I cannot recall the last time I’ve wanted to kill something as badly as I wanted to kill that dog. As I rode, I thought about getting Dr. Walther to accompany me back to the rural trailer from beside which the dogs ran out at me, for a little impromptu vivisection. By the time I got back to the house, though, I had decided to talk it over with my father-in-law to see what he advised. In a recent vocational incarnation, I spent about a year and a half working with a population about half of whom (is ‘whom’ correct here?) qualified for my caseload because they’d failed to control their impulses on a day they should have controlled their impulses.
My father-in-law advised me to contact local law enforcement dispatch to see what they suggested. I did so. The woman who took my call said she would have a sheriff’s department investigator come out and would also send an EMS unit out to have a look at the bite. By the time it was all over, about six shockingly overweight EMS workers (as well as one male of normal weight) came out. They had actually called for an ambulance before coming over to the house which I requested they cancel. Heck, if I could ride the miles back to the house, I could drive myself to Ball Hospital in Muncie if in need of medical treatment. The sheriff’s department investigator was a very normal seeming guy who took my information and said he’d file a report with the state; he said he couldn’t just ride out to the house with me and kill the dog. Although disappointed, I understood that things must be done decently and in order.

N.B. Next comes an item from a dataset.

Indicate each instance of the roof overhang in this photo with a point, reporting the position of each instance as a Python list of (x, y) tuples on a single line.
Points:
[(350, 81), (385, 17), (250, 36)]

Turns out, oddly enough, that the dog’s owner is the daughter of my mother-in-law’s hairdresser. The wound on my calf never festered, although it did bruise pretty badly. I kept it clean and used topical antibiotic. As of this writing, the spot’s still sore if I pinch it, but it seems free of infection. The dog’s owners have quarantined it at the vets, and, since I have not yet suffered material loss, no law suit is currently pending.